Wer junge Leute an Bord holen will, muss zuerst einmal jungen Leuten vertrauen — auch und gerade an der Wahlurne. Außer Österreich traut sich bisher noch kein Land. Und das, obwohl Jugendliche immer beweisen, dass auch sie verantwortungsbewusste, politische Entscheidungen treffen und belastbare politische Kräfte sein wollen und können. Das Wahlalter ab 16 hätte zudem eine nicht zu unterschätzende Symbolwirkung und große Antriebskraft, junge und zukünftige Generationen für mehr Europa zu begeistern.

  1. Bürgerschaftskunde in der Schule

Was bedeutet es überhaupt, Bürgerin oder Bürger der Europäischen Union zu sein? Welche Vorteile ergeben sich daraus, welche Rechte, welche Möglichkeiten und auch welche Pflichten? Antworten auf diese Fragen wissen nur die wenigsten. Das liegt auch daran, dass es in Schulen in der EU keinen einheitlichen Plan zur Erklärung dieser Grundfragen gibt — noch nicht einmal im Ansatz.

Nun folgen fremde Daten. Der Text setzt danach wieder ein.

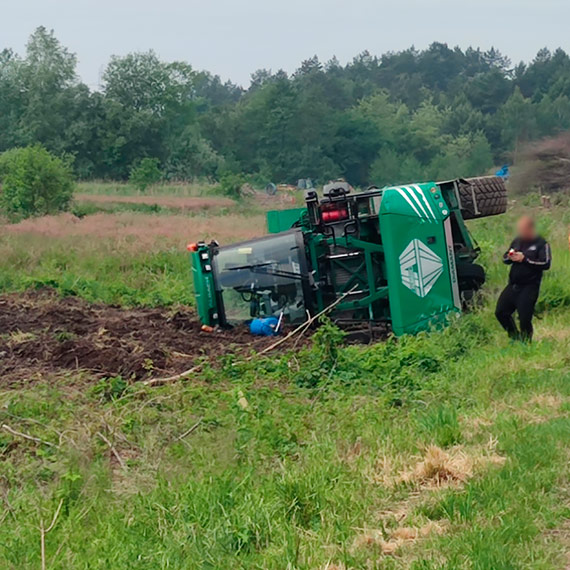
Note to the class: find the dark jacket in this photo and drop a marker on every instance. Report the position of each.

Wie also sollen junge Leute Teil der EU und ihrer Zukunft sein, wenn wir noch nicht einmal ein Basiswissen rund um Bürgerschaft, EU-Programme, Wahlen und Demokratie vermitteln können? EU-Bürgerschaftskunde sollte an allen Schulen in EU-Mitgliedsländern durchgeführt werden.

  1. Englisch als (zusätzliche) Amtssprache

Unter jungen Leuten ist Englisch bereits die Lingua franca — wer von Spanien nach Lettland, oder von Dänemark nach Griechenland reist, spricht dort mit den Einheimischen oder anderen Gästen in fast allen Fällen Englisch. Das gilt ganz besonders für die junge Generation, die beim ERASMUS-Austausch, auf Instagram und Snapchat, oder auf der Ferienreise auf Englisch kommuniziert. Warum also das Ganze nicht offiziell machen und Englisch in jedem EU-Land als zusätzliche offizielle Amtssprache einführen? So können Formulare, Dienste und andere bürokratische wie gesellschaftliche Angebote und Verpflichtungen auch von denen genutzt werden, die die Landessprache (noch) nicht beherrschen. Ein echter Schritt in Richtung Integration.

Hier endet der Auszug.